Андрей Мирошниченко: Интересные полевые исследования проводил Александр Лурия, коллега Льва Выготского, в конце 30-х годов в Средней Азии. Они пытались исследовать психологию человека дописьменной культуры, не обладающего грамотностью, пытались понять, как работает силлогизм на неграмотном человеке. Они говорили крестьянину: все медведи на Севере белые, Новая земля находится на Севере – какого цвета медведи на Новой земле? Ни один крестьянин не дал ответа, правильного с точки зрения грамотного человека. Все крестьяне говорили: не знаю, надо спросить у охотников, которые охотятся на Новой земле, надо спросить у стариков. Человек дописьменной культуры не в состоянии индуцировать абстрактное знание из логических предпосылок, потому что не имеет конкретного практического опыта. Такой человек вообще не знает, что абстрактное знание существует отдельно от человека и оно истинно, он опирается только на собственный опыт. 

Сергей Медведев: На верифицированные факты, которые может потрогать. 

Андрей Мирошниченко: Если он вдруг неправильно интерпретирует эти факты, то, в конце концов, это будет опасно для его жизни. Оттого эти люди были очень осторожны и не судили о том, чего не знают. Маклюэн говорил, что, обретая письменность, человек стал шизофреником, потому что его мир раздвоился, появился мир физических реакций и мир абстрактного знания, индуцированного и сколь угодно сложно выводимого. Мы сейчас возвращаемся, с одной стороны, в это дописьменное, дограмотное состояние, когда нет истины, записанной на скрижалях. Но, с другой стороны, мы получили в наследство от письменной эпохи представление о нашей способности вывести знания из умозаключений. То есть, в отличие от того крестьянина, мы можем судить о медведях на Новой земле, которых никогда не видели. 

Сергей Медведев: Абстрактное мышление – это производный продукт от письменности. 

Андрей Мирошниченко: Если человек в физической реальности до грамотности очень быстро получал наказание за выводы, которые были необоснованны, то в онлайне человек, конечно, никакого наказания за необоснованные выводы не получает. Отсутствие этого наказания суммарно аккумулируется в раздражение, потому что никто не наказан за вранье. Это раздражение накапливает определенный ресурс негативного отношения к интернету. 

Сергей Медведев: Кажется, что все вокруг фейк, никому и ничему нельзя верить. Главное, что происходит невероятная атомизация контента. Мы говорили о квантовом состоянии, неопределенности, но ведь и сам контент превратился в кванты, в крохотные кусочки информации: это кликабельные заголовки, анонсы… Журналистика превратилась в анонсы. Даже судьба нашего с вами эфира или какой-то статьи в интернете полностью зависит от того, как ты ее анонсируешь, какую вытащишь цитату, какую дашь картинку и какой придумаешь заголовок.

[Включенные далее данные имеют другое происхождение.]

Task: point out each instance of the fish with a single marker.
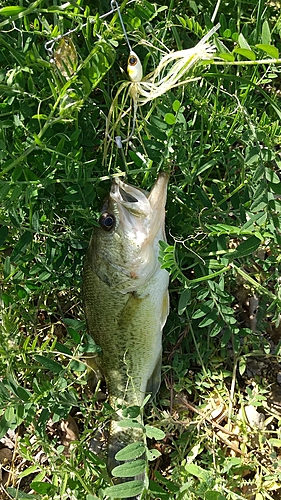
(126, 300)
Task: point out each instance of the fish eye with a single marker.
(132, 60)
(107, 221)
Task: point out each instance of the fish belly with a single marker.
(128, 328)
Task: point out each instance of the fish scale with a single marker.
(126, 300)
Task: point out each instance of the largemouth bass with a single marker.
(126, 299)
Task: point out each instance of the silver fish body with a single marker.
(126, 300)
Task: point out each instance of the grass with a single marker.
(219, 135)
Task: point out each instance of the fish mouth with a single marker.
(127, 196)
(141, 203)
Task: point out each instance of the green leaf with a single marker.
(184, 300)
(131, 451)
(275, 442)
(49, 363)
(23, 394)
(154, 433)
(176, 106)
(249, 54)
(214, 495)
(265, 34)
(128, 422)
(269, 49)
(4, 231)
(152, 454)
(170, 118)
(158, 491)
(30, 470)
(243, 42)
(11, 10)
(197, 471)
(21, 246)
(209, 319)
(129, 469)
(20, 495)
(245, 248)
(125, 490)
(77, 366)
(43, 488)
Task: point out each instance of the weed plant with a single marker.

Это может быть потрясающая по содержанию статья или эфир, но их никто не посмотрит, потому что они не так анонсированы. 

Андрей Мирошниченко: Здесь интересно проследить, концепцию медиа-детерминизма, то есть независимости нашего восприятия информации от технических форматов медиа. Во времена печатного станка и переписчиков, которые писали книги, контент формировался так: нужно было с периодичностью собрать новости, ставить точку к выпуску газеты или выходу в эфир, и мы потребляли контент в формате книг или в формате СМИ. Люди говорили: я читаю "Литературную газету" или "Время новостей". 

Демьян Кудрявцев впервые ввел термин "квант контента" около 2010 года, сказал, что контент квантируется. И квантом контента стала статья, потому что в интернете можно распространять контент статьями. В физической реальности контент можно распространять книгами, журналами и газетами – это самая маленькая единица контента. Это наносит удар по индустрии СМИ, потому что статья как квант контента отрывается от бренда, от редакции, породившей ее. 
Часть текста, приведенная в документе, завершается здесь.